Lewandowski banged a similar Clinton drum in his Monday morning appearance on Fox Business Network (though when he first mentioned the “Clinton administration,” he immediately corrected himself and specified that he’d meant to say “Clinton Foundation”): “What we also know, what we know unequivocally, is that Bill Clinton received $500,000 from somebody tied to Russia, and just before the uranium deal went through, Bill Clinton was meeting with Vladimir Putin…. the real collusion that took place was between the DNC, the Clinton campaign, and Russia.”

When Payne asked Lewandowski why he thought attorney general Jeff Sessions hadn’t taken action against such actions, Lewandowski said “It’s a great question, I don’t know the answer to it.”


5. He Said Any Wrongdoing by Manafort or Other Trump Staff Should be ‘Independent of the President’

In September, when Lewandowski said that anyone colluding with Russia should “go to jail for the rest of their lives,” he also suggested that if such collusion were proven to be real, Trump had nothing to do with that:

I had the privilege to sit next to Donald Trump 18 hours a day, seven days a week for 18 months, from January 2015 until I left the campaign on June 20th in 2016. And when I say 18 hours a day sitting next to him, I truly mean on an airplane flying or being next to him and listening to every phone call, within reason, that he had made over that period of time. And never ever ever did I hear him say, utter, insinuate anything to do with Russia. He never instructed me or anybody in my immediate presence to ever be involved with Russia, never mentioned Russia collusion, coordination, cooperation, or anything of that nature ever.

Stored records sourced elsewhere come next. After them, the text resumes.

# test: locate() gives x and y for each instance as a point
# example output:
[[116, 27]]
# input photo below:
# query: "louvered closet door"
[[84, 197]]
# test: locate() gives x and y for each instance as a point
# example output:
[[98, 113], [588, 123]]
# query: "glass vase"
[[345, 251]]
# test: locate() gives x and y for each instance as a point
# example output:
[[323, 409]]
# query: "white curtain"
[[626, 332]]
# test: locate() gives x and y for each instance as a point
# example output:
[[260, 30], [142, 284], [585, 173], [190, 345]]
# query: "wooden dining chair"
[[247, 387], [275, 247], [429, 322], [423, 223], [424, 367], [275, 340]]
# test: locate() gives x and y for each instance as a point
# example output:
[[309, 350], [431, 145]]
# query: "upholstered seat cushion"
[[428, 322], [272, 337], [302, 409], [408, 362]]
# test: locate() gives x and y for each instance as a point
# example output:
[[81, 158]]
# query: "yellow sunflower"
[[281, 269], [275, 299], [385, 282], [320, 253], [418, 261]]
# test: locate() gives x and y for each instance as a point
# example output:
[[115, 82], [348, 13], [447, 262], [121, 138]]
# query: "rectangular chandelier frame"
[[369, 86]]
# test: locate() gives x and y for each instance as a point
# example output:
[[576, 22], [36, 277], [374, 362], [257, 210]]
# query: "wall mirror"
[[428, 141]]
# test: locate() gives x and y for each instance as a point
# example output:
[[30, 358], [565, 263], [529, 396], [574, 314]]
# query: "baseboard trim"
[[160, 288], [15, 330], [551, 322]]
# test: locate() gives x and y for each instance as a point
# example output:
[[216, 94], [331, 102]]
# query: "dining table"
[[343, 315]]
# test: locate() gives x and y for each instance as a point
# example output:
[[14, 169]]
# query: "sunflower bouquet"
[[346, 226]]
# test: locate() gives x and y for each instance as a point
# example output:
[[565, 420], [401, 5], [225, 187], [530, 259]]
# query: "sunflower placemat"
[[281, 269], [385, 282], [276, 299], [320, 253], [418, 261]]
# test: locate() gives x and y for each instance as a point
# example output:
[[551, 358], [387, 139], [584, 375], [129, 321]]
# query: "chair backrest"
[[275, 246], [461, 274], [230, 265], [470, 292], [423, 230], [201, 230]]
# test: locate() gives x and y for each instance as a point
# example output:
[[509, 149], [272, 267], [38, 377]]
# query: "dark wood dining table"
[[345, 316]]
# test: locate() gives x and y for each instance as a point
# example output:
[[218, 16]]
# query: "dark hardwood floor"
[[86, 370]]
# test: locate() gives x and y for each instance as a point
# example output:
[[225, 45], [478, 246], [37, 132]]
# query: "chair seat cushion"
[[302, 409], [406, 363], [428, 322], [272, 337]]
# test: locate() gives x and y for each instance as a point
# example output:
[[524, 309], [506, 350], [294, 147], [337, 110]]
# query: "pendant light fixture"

On Oct. 30, when Manafort and Rick Gates were publicly named in the indictment and Lewandowski responded by criticizing the FBI for not warning Trump about Manafort back in the day, Lewandowski also repeated his earlier claims that Trump could not possibly have known anything about this: ““Look, if Paul Manafort and Rick Gates are guilty of tax evasion, money laundering, or hiding their accounts in Cyprus, or whatever it is, they should absolutely be held accountable. But they should be held accountable independent of the president, because the president had nothing to do with coordination, collusion or cooperation with Russia, nobody at the campaign did that I’m aware of.”